Reading notes of **Data analysis using regression and multilevel/hierachical models**


Chapter 1: Why?
====

The two key parts of a multilevel model are varying coefficients and a
model for those varying coefficients.

Fixed effects can be viewed as special cases of random effects, in which
the higher level variance is set to 0 or $\infty$.

Chapter 2: Concepts and methods from basic probability and statistics
==================================

Mean and variance of sums of correlated random variables: If $x$ and $y$
are random variables with means $\mu_{x},\,\mu_{y}$, and standard
deviations $\sigma_{x},\,\sigma_{y}$, and correlation $\rho$, then $x+y$
has mean $\mu_{x}+\mu_{y}$ and standard deviation
$\sqrt{\sigma_{x}^{2}+\sigma_{y}^{2}+2\rho\sigma_{x}\sigma_{y}}$. More
generally, the weighted sum $ax+by$ has mean $a\mu_{x}+b\mu_{y}$ and its
standard deviation is
$\sqrt{a^{2}\sigma_{x}^{2}+b^{2}\sigma_{y}^{2}+2ab\rho\sigma_{x}\sigma_{y}}$.
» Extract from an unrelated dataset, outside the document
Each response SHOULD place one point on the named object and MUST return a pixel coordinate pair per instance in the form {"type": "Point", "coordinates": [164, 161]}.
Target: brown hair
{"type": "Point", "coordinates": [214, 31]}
Estimated regression coefficients are themeselves linear combinations of
data: $\hat{\beta}=(X^{t}X)^{-1}X^{t}y$, i.e. $\beta$ is a linear
combination of the data values $y$.

Two pitfalls of the approach of summarizing by statistical significance:
1) statistical significance does not equal practical significance. 2)
changes in statistical significance are not themselves significant. Even
large changes in significance levels can correspond to small,
nonsignificant changes in the underlying variables.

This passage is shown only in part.